Superman (2) visits the Earth-1 Batman and tries to convince him that bringing back Earth-2 is best for everyone. Yet, when he learns that Dick Grayson no longer exists on Earth (2), Batman refuses. He even tries to bring down Superman with his Kryptonite ring, but the ring has no effect on the Earth-2 Superman. Later, in one of the best vignettes in the story, when the Brotherhood of Evil uses Chemo to attack Blüdhaven – destroying the town with toxic waste, Batman rushes to find Nightwing. Nightwing wasn’t in the city, fortunately, but he stands on the outskirts ready to rush in to help. Batman prevents Dick from going in, brings him to the Cave where he fills him in on everything: Superman (2)’s plan, Brother Eye, OMAC, how Batman’s own surveillance plan went horribly awry – Grayson is impressed at Bruce’s openness. Bruce then gives Nightwing a mission, something to keep him occupied. As Dick Grayson heads out to Titans Tower – Bruce asks, “Those early years – were they good for you?” Nightwing answers, “the best”. It’s a wonderful moment, tightly written, not overly sentimental – yet it shows how much Bruce cares for Dick. Probably the best page in the book.

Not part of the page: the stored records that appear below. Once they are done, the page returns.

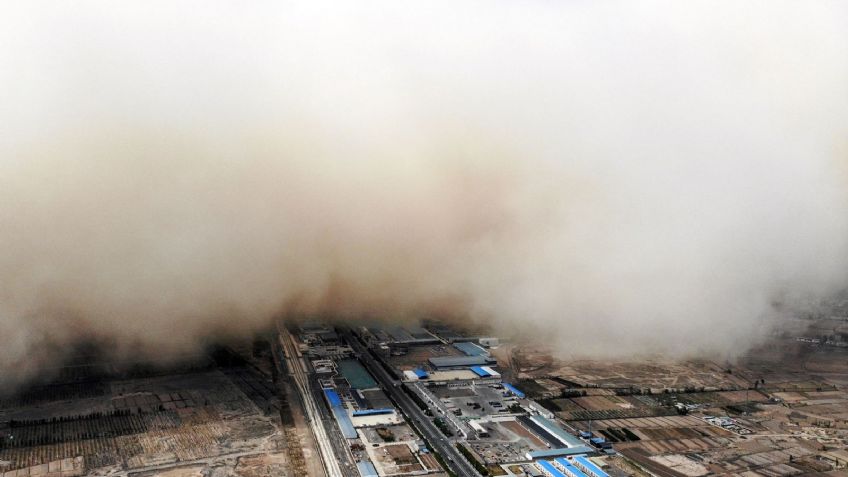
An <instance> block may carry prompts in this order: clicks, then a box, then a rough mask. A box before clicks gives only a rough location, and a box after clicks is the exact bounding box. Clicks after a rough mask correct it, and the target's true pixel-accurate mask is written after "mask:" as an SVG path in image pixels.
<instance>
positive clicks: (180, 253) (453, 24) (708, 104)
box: [0, 0, 848, 384]
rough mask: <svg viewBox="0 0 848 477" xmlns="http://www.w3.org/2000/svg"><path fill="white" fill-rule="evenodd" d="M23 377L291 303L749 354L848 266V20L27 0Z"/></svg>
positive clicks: (582, 354) (790, 12)
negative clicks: (795, 307)
mask: <svg viewBox="0 0 848 477" xmlns="http://www.w3.org/2000/svg"><path fill="white" fill-rule="evenodd" d="M8 3H9V4H7V5H5V7H4V9H3V10H4V11H3V15H2V17H0V85H2V88H0V124H2V131H0V336H2V352H0V383H3V384H10V383H14V382H16V381H17V380H18V379H21V378H23V377H26V376H28V375H31V374H32V373H35V372H38V371H40V370H43V369H44V367H48V366H52V365H55V364H56V363H57V361H56V360H57V359H58V357H60V356H61V353H62V350H64V349H66V348H67V346H68V345H69V344H70V343H73V342H75V341H77V340H80V339H96V340H102V341H104V342H108V343H112V344H113V346H114V348H115V353H118V354H128V353H139V352H141V353H145V354H147V355H152V356H163V355H168V354H171V353H177V352H179V351H181V350H184V349H190V347H191V346H194V345H195V344H196V343H198V342H199V341H200V340H202V339H204V338H206V337H208V336H210V335H227V334H246V333H250V332H253V331H255V330H256V329H258V328H260V327H263V326H266V325H267V324H268V323H269V322H270V320H271V319H272V318H273V317H275V316H279V315H280V314H285V313H326V314H331V315H334V316H339V317H348V318H351V319H352V318H357V317H362V316H367V317H370V318H378V319H386V320H396V319H397V320H400V319H411V318H417V317H421V316H429V315H436V316H443V317H451V318H457V319H459V318H461V319H464V320H469V321H470V322H483V323H490V324H492V325H493V326H494V327H495V328H496V329H497V330H501V331H503V332H520V333H522V334H523V335H524V336H525V337H527V338H532V339H535V340H538V341H540V342H544V343H548V344H553V345H555V347H556V349H557V350H558V351H559V352H561V353H563V354H566V355H571V354H582V355H602V354H606V355H611V354H612V355H615V354H618V355H621V354H628V353H661V354H665V355H670V356H723V357H728V356H731V357H732V356H733V355H736V354H738V353H741V352H743V351H745V349H746V347H748V346H750V345H751V344H753V343H755V342H756V340H757V339H759V337H761V336H763V335H764V334H765V333H767V332H768V330H769V329H770V328H771V327H773V326H774V324H775V323H777V322H778V319H779V315H780V308H781V307H780V304H786V303H791V302H795V301H797V300H799V299H810V298H815V297H817V296H823V295H826V294H828V293H830V292H831V291H833V290H836V289H839V288H841V287H843V286H844V285H845V283H846V280H845V279H846V274H847V273H846V270H848V266H847V265H848V263H846V262H848V165H846V162H848V140H846V137H848V134H846V133H848V128H847V127H846V125H847V124H848V121H846V120H848V7H846V3H844V2H836V1H834V2H825V1H823V2H789V1H775V0H770V1H763V2H756V1H752V2H734V1H719V2H697V1H695V2H674V1H669V2H622V3H619V2H585V1H578V0H573V1H572V0H568V1H557V2H548V1H533V0H531V1H521V2H508V1H499V0H494V1H492V0H490V1H485V2H438V1H437V2H425V3H421V4H417V5H416V4H409V3H405V2H388V1H385V2H384V1H371V2H311V1H310V2H299V1H295V2H281V1H254V2H248V3H245V2H235V1H233V2H227V1H212V2H210V1H207V0H204V1H194V2H193V1H176V2H175V1H148V2H109V1H79V2H71V3H68V2H37V1H30V2H15V4H11V3H13V2H8Z"/></svg>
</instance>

In general, though, Infinite Crisis is a big, showy book, that again features most of the DC characters. There are many full-page or double-page spreads filled with heroes and even villains. But the plot, not including the miscellaneous side plots, is simple – those left behind from Crisis on Infinite Earths want to return to the status quo. If Earth-1 is destroyed in the process, they don’t care – the old way is best. For our heroes on Earth-1, many have been in a crisis of conscience. After Maxwell Lord betrays the Justice League and kills Ted Kord (Blue Beetle), Wonder Woman executes Max. This shakes up the League and leads to distrust of the League by the general public. But the new Crisis brings Batman, Superman, and Wonder Woman back together. In the end, this book has a more final ending – if a bit of a predictable one. But our heroes are together and strong as they pull together to face a world-bending, well, crisis.
Overall, I liked this book better than Crisis on Infinite Earths, though I enjoyed both. And the art is very spectacular. For the DC fan, this book isn’t to be missed and deserves a place on the shelf.